Entry of default judgment pursuant to Rule 55(b)(2) is appropriate here since Defendant has failed to appear, let alone respond. Plaintiff seeks an injunction against use of its mark, $14,140 in attorney fees, and $410.40 in costs. An injunction is plainly appropriate. The clerk's entry of default establishes Defendant's liability, and Plaintiff has satisfied the Court that its request meets the requirements for an injunction: (1) Plaintiff has suffered irreparable harm; (2) legal remedies would be inadequate; (3) the balance of hardships favors an equitable remedy; and (4) the public interest would not be harmed by the issuance of an injunction. See eBay, Inc. v. MercExchange, LLC, 547 U.S. 388, 391 (2006).
Plaintiff also seeks attorney fees and costs pursuant to 15 U.S.C. § 1117(a), which "provides that courts may award reasonable attorney[] fees to the prevailing party in 'exceptional' cases." Audi AG v. D'Amato, 469 F.3d 534, 550 (6th Cir. 2006) (quoting 15 U.S.C. § 1117(a)). "[A] case is not exceptional unless the infringement was malicious, fraudulent, willful, or deliberate." Eagles, Ltd. v. Am. Eagle Found., 356 F.3d 724, 728 (6th Cir. 2004) (quotation omitted). Plaintiff alleged Defendant's willful infringement in its complaint, and the entry of default results in the allegation being deemed admitted. Brown v. Gojcaj Foods, Inc., 09-14537, 2011 WL 6370987, at *2 (E.D. Mich. Dec. 20, 2011). Further, since Plaintiff is clearly the prevailing party here, attorney fees are warranted.

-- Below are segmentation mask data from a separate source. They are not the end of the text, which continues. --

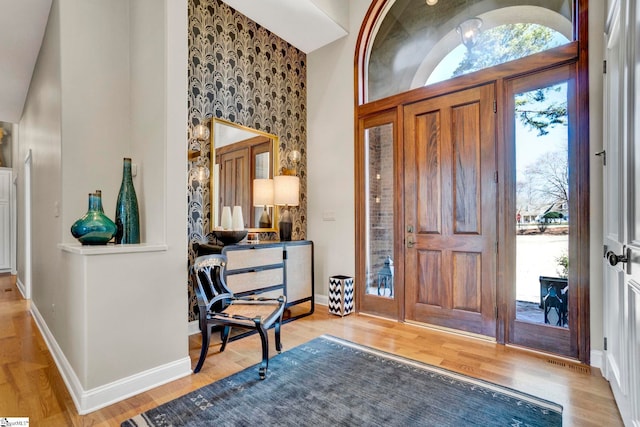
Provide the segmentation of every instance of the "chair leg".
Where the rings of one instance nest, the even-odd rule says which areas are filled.
[[[260,362],[260,367],[258,368],[258,375],[260,375],[260,379],[263,380],[266,378],[267,369],[269,368],[269,335],[259,320],[255,322],[258,334],[260,334],[260,340],[262,341],[262,362]]]
[[[280,341],[280,323],[282,323],[282,319],[279,319],[274,326],[276,335],[276,350],[278,351],[278,353],[282,351],[282,342]]]
[[[228,326],[228,325],[222,328],[222,331],[220,332],[220,338],[222,339],[222,345],[220,346],[220,353],[222,353],[224,349],[227,347],[227,342],[229,341],[230,332],[231,332],[231,326]]]
[[[202,369],[202,365],[204,364],[204,359],[207,358],[207,353],[209,352],[209,342],[211,341],[211,326],[207,325],[201,330],[202,335],[202,348],[200,349],[200,358],[198,359],[198,364],[196,368],[193,370],[194,374],[200,372]]]

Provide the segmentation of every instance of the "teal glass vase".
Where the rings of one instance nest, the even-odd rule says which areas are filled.
[[[89,193],[89,209],[71,226],[71,234],[83,245],[106,245],[116,234],[116,224],[104,214],[100,191]]]
[[[116,202],[116,243],[140,243],[140,218],[138,215],[138,199],[131,177],[131,159],[124,158],[122,167],[122,184]]]

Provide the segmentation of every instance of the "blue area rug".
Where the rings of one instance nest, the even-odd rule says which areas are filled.
[[[562,407],[324,335],[122,426],[561,426]]]

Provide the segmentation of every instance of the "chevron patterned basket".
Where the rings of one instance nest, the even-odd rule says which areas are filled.
[[[329,313],[345,316],[354,310],[353,277],[329,278]]]

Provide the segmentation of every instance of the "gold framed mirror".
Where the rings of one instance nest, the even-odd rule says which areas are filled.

However, the Court will reduce Plaintiff's fee from the requested amount of $14,140 because the amount is excessive in light of the proceedings this case entailed and the effort it required. The case involved only one motion, Plaintiff's unopposed motion for entry of default judgment. Two attorneys worked on this case, with one attorney in particular billing 40.25 hours, at a rate of $280 per hour, researching and drafting Plaintiff's default and default judgment filings. While this attorney's billing rate is not unreasonable in light of her experience, spending 40.25 hours researching and drafting a rudimentary, unopposed motion is excessive. As a result, the Court will halve the attorney fees available for preparing Plaintiff's request for entry of default and motion for default judgment. Accordingly, Plaintiff is entitled to $8,505 in attorney fees and $410.10 in costs. Therefore,
IT IS HEREBY ORDERED that Plaintiff be awarded $8,915.10 in attorney fees and costs against Defendant in this case pursuant to 15 U.S.C. § 1117(a).

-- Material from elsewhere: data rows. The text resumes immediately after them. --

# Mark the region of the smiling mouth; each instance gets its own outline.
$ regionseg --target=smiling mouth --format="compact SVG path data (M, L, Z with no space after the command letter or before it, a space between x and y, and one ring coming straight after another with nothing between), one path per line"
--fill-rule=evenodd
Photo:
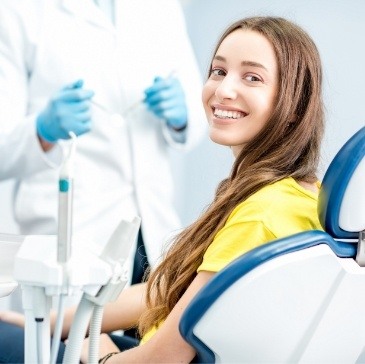
M239 119L245 117L247 114L241 111L221 110L214 108L213 115L218 119Z

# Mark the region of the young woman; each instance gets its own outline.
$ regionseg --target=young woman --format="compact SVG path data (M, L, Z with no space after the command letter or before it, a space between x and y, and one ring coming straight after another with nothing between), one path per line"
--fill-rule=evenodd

IT IS FURTHER ORDERED that Defendant and its officers, directors, agents, servants, employees, attorneys, successors, heirs and assigns, related companies, and all those acting in concert with or on behalf of Defendant, are hereby permanently enjoined and restrained from using Plaintiff's mark, or any copy or colorable imitation of the mark shown in U.S. Registration No. 3,983,340, as well as any counterfeit reproduction of this mark or other mark confusingly similar thereto. This includes but is not limited to any other mark using the words "North American" with a shooting star disposed over them, the "i" of "American" dotted with a star, and the tail of the shooting star extending from the "i" in "American" past the beginning of the word "North," pursuant to 15 U.S.C. § 1116(a).

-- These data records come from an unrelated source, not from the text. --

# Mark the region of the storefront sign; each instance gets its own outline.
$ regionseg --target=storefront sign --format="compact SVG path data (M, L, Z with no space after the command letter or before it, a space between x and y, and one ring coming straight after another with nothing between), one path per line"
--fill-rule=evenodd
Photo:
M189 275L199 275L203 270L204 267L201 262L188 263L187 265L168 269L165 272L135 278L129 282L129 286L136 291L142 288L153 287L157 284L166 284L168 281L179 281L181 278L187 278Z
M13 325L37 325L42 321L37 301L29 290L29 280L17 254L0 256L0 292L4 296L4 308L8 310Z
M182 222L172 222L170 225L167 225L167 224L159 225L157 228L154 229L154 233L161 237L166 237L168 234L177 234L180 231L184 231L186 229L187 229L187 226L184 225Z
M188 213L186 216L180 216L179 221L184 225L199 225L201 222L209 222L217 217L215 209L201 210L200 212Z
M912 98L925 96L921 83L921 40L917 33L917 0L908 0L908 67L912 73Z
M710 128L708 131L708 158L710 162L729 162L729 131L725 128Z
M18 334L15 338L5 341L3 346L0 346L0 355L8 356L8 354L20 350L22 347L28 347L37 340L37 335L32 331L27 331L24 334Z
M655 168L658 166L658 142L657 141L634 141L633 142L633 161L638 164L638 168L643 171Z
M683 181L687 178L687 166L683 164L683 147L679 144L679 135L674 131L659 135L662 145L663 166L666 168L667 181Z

IT IS FURTHER ORDERED that this Court will retain jurisdiction of this matter to effectuate the terms of this default judgment.
Gerald E. Rosen
Chief Judge, United States District Court
I hereby certify that a copy of the foregoing document was served upon counsel of record on February 22, 2012, by electronic mail and upon North American Coating Solutions, Inc., 15156 Ardley Hall Court, Utica, MI 48315 by ordinary mail.